Süleyman Soylu’nun Oy ve Ötesi’ni hedef göstermesine rağmen birçok okulda ilk seçimden daha fazla sandık görevlisi, müşahit ve okul sorumlusu görev aldı. Sandığa sahip çıkmak özellikle gençler açısından “geleceklerini korumak” olarak da nitelendirilen bir duruma geldi. Yaratılan korku iklimine rağmen oluşabilecek tüm olumsuzları öngörerek hareket etmek ve sandığın başında durarak oyuna sahip çıkmak, gönüllü olarak sorumluluk alıp tutanakları, okulları tek tek tutmak… Bunlar direncin göstergeleriydi.

Gerici Meclis tablosuna, seçimin sonucunda “baharın” gelmemesine, kadınların haklarına yönelik saldırıların artacağının işareti olan balkon konuşmasına karşı kadınların da sözü var: Haklarımızdan da hayatlarımızdan da asla vazgeçmeyeceğiz!

KUTUPLAŞTIRMA SİYASETİ

İktidara geldiği günden bugüne -özellikle de son yıllarda- AKP iktidarı kendinden olmayan, kendini desteklemeyen herkese karşı bir sınır çiziyor, belli başlı söylemlerle onu destekleyenler ve desteklemeyenler olarak halkı kutuplaştırmaya çalışıyor. Bu seçim sürecinde de muhalif kesimleri, kendisine oy vermeyi düşünmeyenleri çok açıktan hedef alan, “devletine bekası” ya da “ülkenin elden gideceği” söylemlerini kullanmaktan hiç çekinmedi. Erdoğan, balkon konuşmasında bir yandan 85 milyonun cumhurbaşkanı olacağını söylerken diğer yandan LGBTİ’leri hedef gösterdi.

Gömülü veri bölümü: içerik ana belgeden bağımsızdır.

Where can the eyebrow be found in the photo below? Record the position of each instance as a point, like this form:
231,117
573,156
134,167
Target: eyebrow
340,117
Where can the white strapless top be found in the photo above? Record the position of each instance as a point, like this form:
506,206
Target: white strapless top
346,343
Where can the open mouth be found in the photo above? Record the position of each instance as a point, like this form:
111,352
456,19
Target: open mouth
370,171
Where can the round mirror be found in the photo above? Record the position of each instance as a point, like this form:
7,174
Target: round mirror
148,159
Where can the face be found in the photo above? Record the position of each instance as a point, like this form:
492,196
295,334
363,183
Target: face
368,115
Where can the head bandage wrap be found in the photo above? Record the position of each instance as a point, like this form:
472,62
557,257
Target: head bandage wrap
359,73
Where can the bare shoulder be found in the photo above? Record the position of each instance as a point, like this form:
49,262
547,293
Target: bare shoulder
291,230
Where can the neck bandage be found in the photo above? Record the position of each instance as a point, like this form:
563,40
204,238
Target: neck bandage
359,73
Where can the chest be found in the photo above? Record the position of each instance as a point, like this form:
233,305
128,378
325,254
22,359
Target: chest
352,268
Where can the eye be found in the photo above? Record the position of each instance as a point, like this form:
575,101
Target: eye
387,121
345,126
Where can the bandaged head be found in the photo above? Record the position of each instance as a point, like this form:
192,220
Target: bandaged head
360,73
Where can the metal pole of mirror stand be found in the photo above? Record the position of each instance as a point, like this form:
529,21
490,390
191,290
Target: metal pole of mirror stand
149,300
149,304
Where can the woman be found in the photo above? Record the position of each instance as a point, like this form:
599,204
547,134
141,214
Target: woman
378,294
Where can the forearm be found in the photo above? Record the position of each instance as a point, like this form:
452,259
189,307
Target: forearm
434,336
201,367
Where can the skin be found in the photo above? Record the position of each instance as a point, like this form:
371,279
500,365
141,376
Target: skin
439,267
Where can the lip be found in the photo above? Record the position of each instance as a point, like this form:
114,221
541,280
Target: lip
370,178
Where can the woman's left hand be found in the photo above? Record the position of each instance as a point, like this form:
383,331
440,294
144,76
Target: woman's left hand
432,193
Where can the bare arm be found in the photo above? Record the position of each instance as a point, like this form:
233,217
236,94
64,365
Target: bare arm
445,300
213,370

Seçim sonuçlarının ortaya çıktığı günden bugüne hep şu söylendi: “Bu memleketin yarısı değişim istiyor.” Peki, oy oranlarına göre bu memlekette “değişim istemeyenler” kimler?

Burada oyun neden ve nasıl verildiğine biraz bakmak gerekiyor. AKP pek çok yerde sosyal yardımlar karşılığında oy alıyor. Krizle birlikte giderek yoksullaşan halk daha çok yardıma muhtaç kalıyor ve üçe beşe bakmadan ona verilenle idare etmeye çalışıyor. Tüm bu sosyal yardımlar, bu sürecin nasıl işlediği, AKP’nin yoksul mahallelerde nasıl örgütlendiğine dair çok somut bir örnek var. 28 Mayıs’tan bir gün önce Sema Barbaros’un izlenimi.** Burada uzun uzun detaya girmeyeceğim ama mutlaka okunması gereken bir yazı. “Her şey bu kadar zamlanıyor hala nasıl oy veriyorlar?” diye soranlara, “Bunlar bu zamları hak ediyor, oh olsun diyorum” diyenlere yanıt olacağını düşünüyorum.

ORTAK KAYGILAR, GÜVENSİZLİKLER

Bir de şöyle soralım: Memleketin yarısı gerçekten değişim istemiyor mu? “Değişim istemeyenler” olarak tarif edilen kesim içerisinde de bu ekonomiden şikayetçi, bu baskıcı yönetimden bıkmış, artık rahatça yaşayabildiği, çocuğunun beslenme çantasını doldurabildiği bir hayat isteyenler çoğunlukta. En başta kadınlardan biliyoruz, Erdoğan’a oy verse bile yaşamlarının değişmesini istiyorlar. Ama “istikrar”, ama “terör”, ama “başörtüsü” söylemleri ile, tehditler ile gözü korkutularak “ikna” edilenler onlar. Mevcut yönetim değişirse ne olacağına dair kocaman soru işaretleri var kafalarında. Onlara göre bir tarafta 21 yıldır iktidarda olan, “ülkeyi bir şekilde ayakta tutmuş”, “ekonomi kötü olsa bile dış politikada çok iyi” bir Erdoğan var, diğer tarafta uzun yıllardır iktidar olamamış bu yüzden de verdiği vaatlerin gerçek olup olmayacağına güvenemedikleri bir muhalefet var. Yani “değişim”in hayatlarını nasıl değiştireceğini bilmeyen ve bu yüzden en azından yıllardır bildiğini “seçen” kadınlardan bahsediyorum. Başka bir alternatif göremedikleri için AKP’nin kurduğu ittifakın tüm kadın düşmanı politikalarına rağmen ona oy veren kadınlardan…

DURUN SİZ KARDEŞSİNİZ!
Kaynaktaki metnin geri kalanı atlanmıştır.